Enfin, il souhaite étendre les systèmes d’alerte en cas d’urgence à tous les moyens de communication électronique, comme les SMS et les réseaux sociaux.

Marine Le Pen

Dans la longue liste de 144 propositions du programme de Marine Le Pen, plusieurs d’entre elles concernent le numérique, même si le thème n’est pas au cœur des propositions du Front national.

Certains points du programme du FN sont néanmoins très précis : la candidate d’extrême-droite entend ainsi soutenir les start-ups œuvrant à l’amélioration du système de santé, elle veut diriger 2 % de l’assurance-vie vers le capital-risque et les jeunes pousses et recentrer le crédit impôt recherche vers les PME et les jeunes entreprises. En termes d’infrastructures, une présidence Le Pen investira dans le très haut débit et la couverture réseau notamment dans les zones rurales… comme les autres candidats les plus importants.

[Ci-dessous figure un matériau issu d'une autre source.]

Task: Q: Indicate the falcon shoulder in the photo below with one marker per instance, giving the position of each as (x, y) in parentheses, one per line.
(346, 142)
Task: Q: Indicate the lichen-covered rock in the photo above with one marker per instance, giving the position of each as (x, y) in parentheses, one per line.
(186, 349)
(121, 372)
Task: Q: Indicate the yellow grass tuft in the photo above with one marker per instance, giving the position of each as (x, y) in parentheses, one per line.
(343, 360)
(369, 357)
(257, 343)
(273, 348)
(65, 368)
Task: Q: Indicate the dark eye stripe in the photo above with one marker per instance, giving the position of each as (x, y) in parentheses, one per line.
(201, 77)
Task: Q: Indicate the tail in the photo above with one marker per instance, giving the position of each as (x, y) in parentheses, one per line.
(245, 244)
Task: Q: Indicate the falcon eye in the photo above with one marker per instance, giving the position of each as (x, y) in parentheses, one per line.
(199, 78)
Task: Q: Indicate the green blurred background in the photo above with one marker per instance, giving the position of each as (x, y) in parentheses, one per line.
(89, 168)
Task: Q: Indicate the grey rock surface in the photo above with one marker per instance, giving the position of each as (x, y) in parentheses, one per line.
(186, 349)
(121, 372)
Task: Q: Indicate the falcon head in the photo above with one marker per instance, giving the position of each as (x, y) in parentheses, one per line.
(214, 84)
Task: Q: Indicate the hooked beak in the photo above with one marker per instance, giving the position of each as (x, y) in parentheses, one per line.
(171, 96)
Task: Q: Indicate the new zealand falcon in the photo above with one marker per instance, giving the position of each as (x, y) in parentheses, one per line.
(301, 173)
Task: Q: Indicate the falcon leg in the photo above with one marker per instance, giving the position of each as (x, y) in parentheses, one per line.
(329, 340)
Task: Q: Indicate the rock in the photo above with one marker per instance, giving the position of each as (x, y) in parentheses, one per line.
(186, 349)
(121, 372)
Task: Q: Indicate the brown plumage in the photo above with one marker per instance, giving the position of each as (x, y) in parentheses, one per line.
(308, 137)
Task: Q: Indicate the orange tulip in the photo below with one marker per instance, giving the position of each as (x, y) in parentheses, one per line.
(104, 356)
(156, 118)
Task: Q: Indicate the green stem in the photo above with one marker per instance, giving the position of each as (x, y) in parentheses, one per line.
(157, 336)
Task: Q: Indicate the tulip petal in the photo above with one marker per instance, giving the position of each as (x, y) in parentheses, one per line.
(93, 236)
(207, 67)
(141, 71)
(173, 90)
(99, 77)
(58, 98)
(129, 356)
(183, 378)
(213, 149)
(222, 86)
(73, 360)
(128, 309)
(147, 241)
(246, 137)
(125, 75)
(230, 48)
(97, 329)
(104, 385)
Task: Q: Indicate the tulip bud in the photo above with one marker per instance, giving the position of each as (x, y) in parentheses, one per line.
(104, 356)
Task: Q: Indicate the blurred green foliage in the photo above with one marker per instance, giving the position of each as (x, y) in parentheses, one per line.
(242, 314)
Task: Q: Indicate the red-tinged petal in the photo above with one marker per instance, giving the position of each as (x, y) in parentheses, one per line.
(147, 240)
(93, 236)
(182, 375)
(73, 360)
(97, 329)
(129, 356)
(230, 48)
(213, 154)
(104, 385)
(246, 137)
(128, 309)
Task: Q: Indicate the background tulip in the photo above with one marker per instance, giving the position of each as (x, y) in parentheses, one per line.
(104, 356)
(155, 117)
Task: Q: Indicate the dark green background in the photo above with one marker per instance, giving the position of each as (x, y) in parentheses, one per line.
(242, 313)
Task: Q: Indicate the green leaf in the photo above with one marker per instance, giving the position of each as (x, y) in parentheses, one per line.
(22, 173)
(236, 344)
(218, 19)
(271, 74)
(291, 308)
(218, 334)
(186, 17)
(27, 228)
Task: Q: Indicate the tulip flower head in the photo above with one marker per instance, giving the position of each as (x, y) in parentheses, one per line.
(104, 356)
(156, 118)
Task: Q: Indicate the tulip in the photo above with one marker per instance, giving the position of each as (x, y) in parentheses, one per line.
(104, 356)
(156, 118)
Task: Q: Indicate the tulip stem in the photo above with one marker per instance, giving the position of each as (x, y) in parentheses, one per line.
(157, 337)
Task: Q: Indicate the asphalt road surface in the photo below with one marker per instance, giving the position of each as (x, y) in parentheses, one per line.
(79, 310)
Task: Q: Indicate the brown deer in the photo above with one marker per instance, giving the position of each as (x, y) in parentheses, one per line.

Au niveau des grandes structures, le FN créera un « secrétariat d’État aux mutations économiques » rattaché à Bercy qui aura la charge d’« anticiper les évolutions des formes de travail liées aux nouvelles technologies ». L’idée ici est de mettre en place des régulations adaptées aux mutations engendrées par l’économie du partage, la numérisation et la robotisation.

La Hadopi est également dans le collimateur de Marine Le Pen, qui veut ouvrir (de nouveau) le chantier de la licence globale. En ce qui concerne les données privées, le FN exigera leur stockage dans des serveurs sur le territoire français.

Le Front national veut inscrire la « liberté d’expression » et les « libertés numériques » dans la Constitution. Une intention louable, même si les principes de la liberté d'expression sont inscrits dans la Déclaration des droits de l'homme et du citoyen qui possède une valeur constitutionnelle. Une intention qui s’accompagne de limites, aussi : le cyber-djihadisme et la pédo-criminalité. La question de la censure est aussi posée, le parti d’extrême-droite ayant l’intention de simplifier les procédures pour faire reconnaître la diffamation ou l’injure.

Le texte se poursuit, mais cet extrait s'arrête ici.